Control and coordination of groups of robots has been reserved for science fiction, but High Consequence, Automation, & Robotics (HCAR) is working to develop these capabilities. In a Tactical Mobile Robotics (TMR) program for the Defense Advanced Research Projects Agency (DARPA), HCAR demonstrated the ability to remotely surround a facility with a squad of mobile robotic vehicles.


This proof-of-concept demonstration involved a squad of six RATLER™ mobile robotic vehicles. The RATLERs™ and their remote base-station began 200 meters away from the target facility. The vehicles had to autonomously navigate terrain typical of the desert southwest, including crossing a deep ravine, negotiating tumbleweeds and other thick brush, and following man-made tracks.
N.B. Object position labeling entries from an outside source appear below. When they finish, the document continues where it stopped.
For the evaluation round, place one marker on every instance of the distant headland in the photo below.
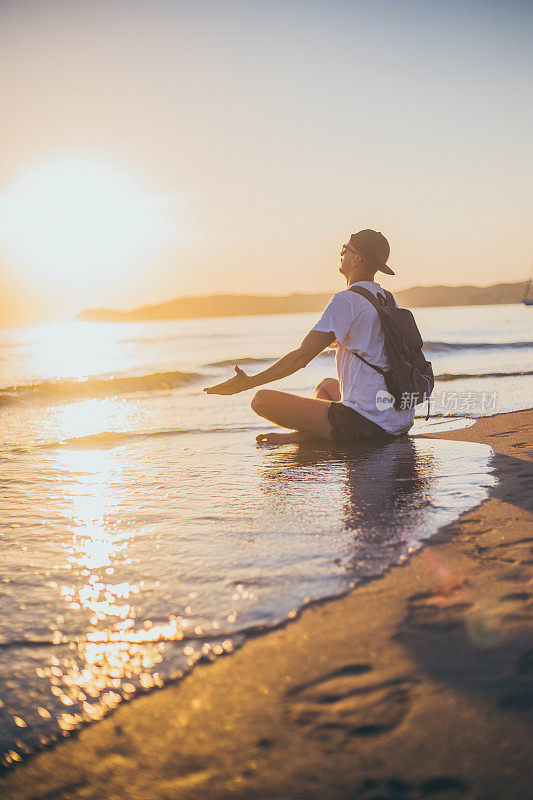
(234, 305)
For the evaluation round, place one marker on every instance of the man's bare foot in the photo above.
(280, 438)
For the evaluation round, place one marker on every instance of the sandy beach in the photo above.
(416, 685)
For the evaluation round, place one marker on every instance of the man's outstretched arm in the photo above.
(312, 345)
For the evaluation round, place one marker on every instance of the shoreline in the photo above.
(419, 684)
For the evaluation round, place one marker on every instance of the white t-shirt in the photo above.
(355, 323)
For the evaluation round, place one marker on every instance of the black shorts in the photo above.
(349, 426)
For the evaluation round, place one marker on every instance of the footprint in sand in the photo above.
(348, 703)
(442, 787)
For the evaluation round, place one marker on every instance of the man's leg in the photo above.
(307, 418)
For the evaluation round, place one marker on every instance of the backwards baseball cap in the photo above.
(374, 248)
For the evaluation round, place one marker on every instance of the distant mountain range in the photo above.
(234, 305)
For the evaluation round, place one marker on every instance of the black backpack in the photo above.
(410, 378)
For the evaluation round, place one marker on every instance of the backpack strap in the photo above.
(377, 303)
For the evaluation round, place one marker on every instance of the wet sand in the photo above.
(417, 685)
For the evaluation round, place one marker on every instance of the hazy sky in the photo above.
(249, 139)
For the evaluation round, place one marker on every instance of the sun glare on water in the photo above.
(73, 222)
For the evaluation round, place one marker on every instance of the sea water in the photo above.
(143, 531)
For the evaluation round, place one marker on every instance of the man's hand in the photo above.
(239, 383)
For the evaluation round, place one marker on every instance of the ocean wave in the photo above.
(71, 389)
(115, 438)
(456, 376)
(445, 347)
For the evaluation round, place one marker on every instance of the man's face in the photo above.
(348, 260)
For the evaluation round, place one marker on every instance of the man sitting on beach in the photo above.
(356, 405)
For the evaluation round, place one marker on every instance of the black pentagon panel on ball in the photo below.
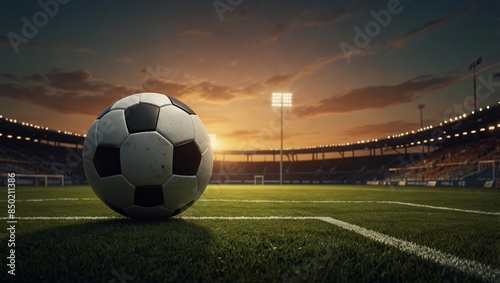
(182, 106)
(141, 117)
(104, 112)
(107, 160)
(148, 196)
(187, 158)
(179, 210)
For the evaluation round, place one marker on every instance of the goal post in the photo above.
(487, 169)
(258, 179)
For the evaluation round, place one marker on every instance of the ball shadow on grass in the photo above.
(121, 250)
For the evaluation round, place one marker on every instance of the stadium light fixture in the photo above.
(473, 67)
(421, 107)
(280, 99)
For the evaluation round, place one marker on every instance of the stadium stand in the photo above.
(463, 149)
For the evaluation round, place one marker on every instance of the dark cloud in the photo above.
(375, 97)
(37, 45)
(337, 14)
(417, 31)
(316, 65)
(79, 92)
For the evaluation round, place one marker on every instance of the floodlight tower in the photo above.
(281, 100)
(421, 107)
(473, 67)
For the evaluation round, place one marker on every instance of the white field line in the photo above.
(485, 272)
(354, 201)
(296, 201)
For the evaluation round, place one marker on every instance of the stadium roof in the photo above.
(10, 128)
(462, 128)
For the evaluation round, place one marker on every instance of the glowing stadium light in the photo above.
(213, 140)
(281, 99)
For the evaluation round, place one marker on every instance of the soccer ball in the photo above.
(148, 155)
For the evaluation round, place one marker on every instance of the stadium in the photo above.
(156, 141)
(462, 151)
(367, 179)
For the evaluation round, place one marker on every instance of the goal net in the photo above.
(36, 180)
(258, 180)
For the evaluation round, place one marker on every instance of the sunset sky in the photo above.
(357, 69)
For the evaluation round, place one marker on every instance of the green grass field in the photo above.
(266, 233)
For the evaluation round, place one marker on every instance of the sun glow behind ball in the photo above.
(148, 156)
Several of the vehicles then surrounded the perimeter near the rear exit of the facility while other vehicles entered the main entrance to create a diversion.
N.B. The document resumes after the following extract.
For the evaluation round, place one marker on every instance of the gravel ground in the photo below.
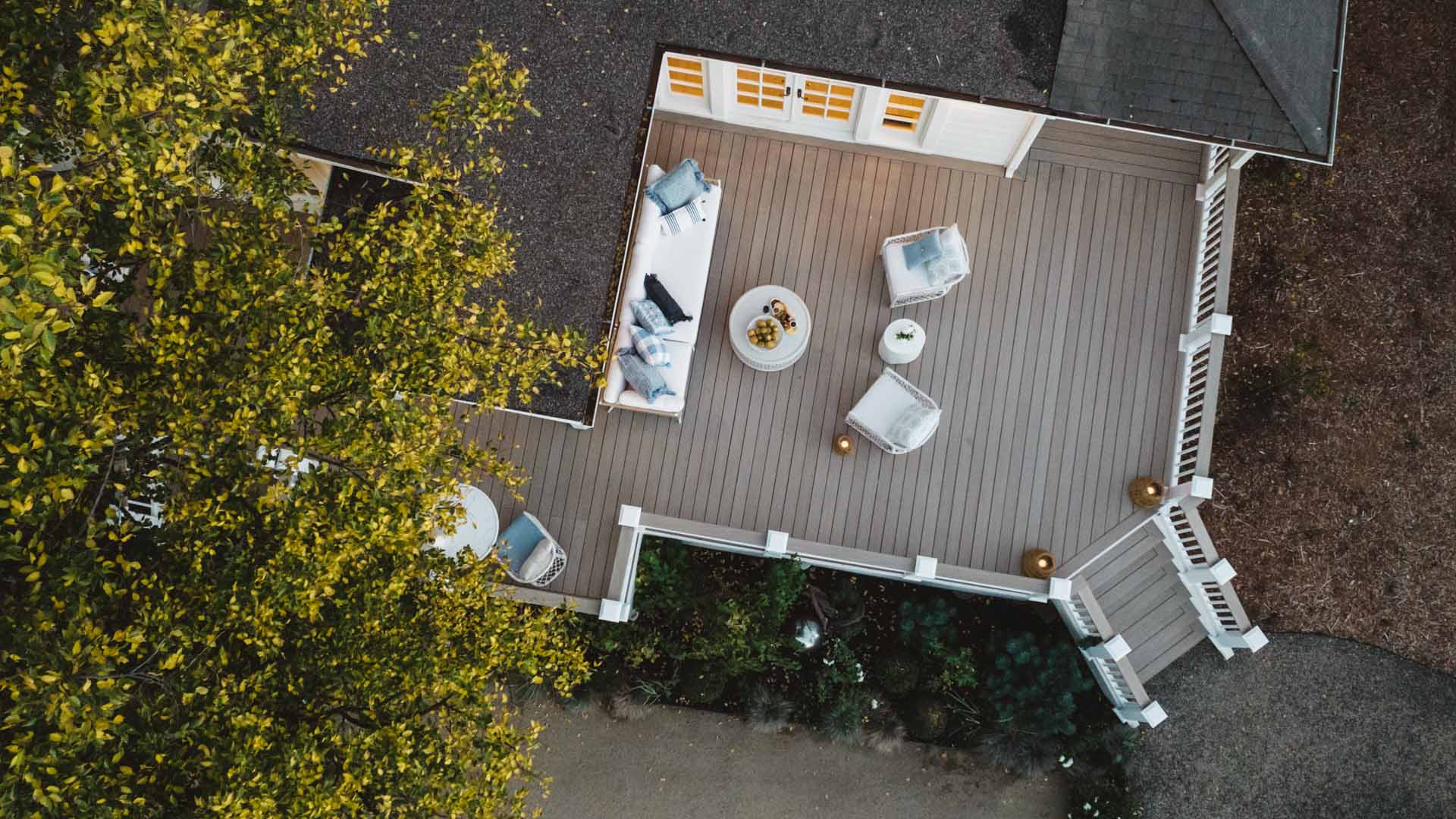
(570, 171)
(1310, 726)
(685, 763)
A single operator planned and executed the entire six-vehicle mission using the remote command station. The command station consists of an off-the-shelf laptop computer connected to a suite of radio transceivers. A custom PC-based application provides the interface. A command and control channel is used to download path and obstacle information to the vehicles, issue commands to the vehicles, and to relay status information about each vehicle to the laptop. Another radio link is connected to a Differential GPS (DGPS) transceiver. This sub-system transmits corrections to the GPS receivers on the vehicles so they can accurately determine their location. A separate radiofrequency is used to transmit a video signal from the vehicles. This allows the operator to see the camera view from any vehicle in real time.

First, the base-station's location was determined by correlating the operator's position to that on an aerial photograph or GIS map. The DGPS transceiver was then initialized. The operator used the interface to draw paths for the individual vehicles and to outline obstacles and goal perimeters. A simulation capability allowed the operator to preview the plan prior to execution. Then, the plan was downloaded to the vehicles and the mission began. Real-time updates and video allowed the operator to monitor the progress of each vehicle.
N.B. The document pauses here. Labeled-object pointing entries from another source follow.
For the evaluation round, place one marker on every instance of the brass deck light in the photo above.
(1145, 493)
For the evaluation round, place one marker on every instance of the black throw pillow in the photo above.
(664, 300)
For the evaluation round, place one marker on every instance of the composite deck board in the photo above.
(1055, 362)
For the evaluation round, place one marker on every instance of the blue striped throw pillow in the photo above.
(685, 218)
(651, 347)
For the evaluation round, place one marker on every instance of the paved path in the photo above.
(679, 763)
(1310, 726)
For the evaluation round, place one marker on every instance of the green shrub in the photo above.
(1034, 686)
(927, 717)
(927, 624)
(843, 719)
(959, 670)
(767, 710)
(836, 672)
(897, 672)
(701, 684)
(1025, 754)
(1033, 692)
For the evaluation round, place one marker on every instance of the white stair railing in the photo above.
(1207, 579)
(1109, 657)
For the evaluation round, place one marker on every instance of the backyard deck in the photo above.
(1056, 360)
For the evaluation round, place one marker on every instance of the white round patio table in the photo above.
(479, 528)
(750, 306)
­On the aerial photograph four different paths were selected for six vehicles to follow to the chosen facility. In addition, obstacles such as ditches were outlined with repulsive perimeters.

In the demonstration the vehicles were able to traverse the ravine by following their designated paths. Then, they autonomously navigated toward the goal perimeter while avoiding obstacles and spreading out. Once they reached the goal perimeter, one vehicle was given the task of entering the front gate. The successful completion of this proof-of-concept scenario revealed a unique capability of the RATLER™ squad.


These carbon composite, electric, all-wheel drive vehicles are about the size of two bread boxes. In spite of their small size, the RATLERs™ have impressive off-road capability.

  • A passive central pivot connecting the two halves provides a simple but effective suspension.
  • Software on the vehicles accepts and processes path, obstacle, and goal perimeter information and executes the mission autonomously.
  • By monitoring its own and the positions of the other vehicles, a vehicle is able to navigate to the goal while avoiding the pre-defined obstacles and other vehicles. An automated path-planning algorithm uses artificial force fields to repel the vehicle away from obstacles and other vehicles and attractive forces to direct the vehicle toward its goal.
  • Tilt sensors provide a rudimentary obstacle recovery capability for unexpected obstacles.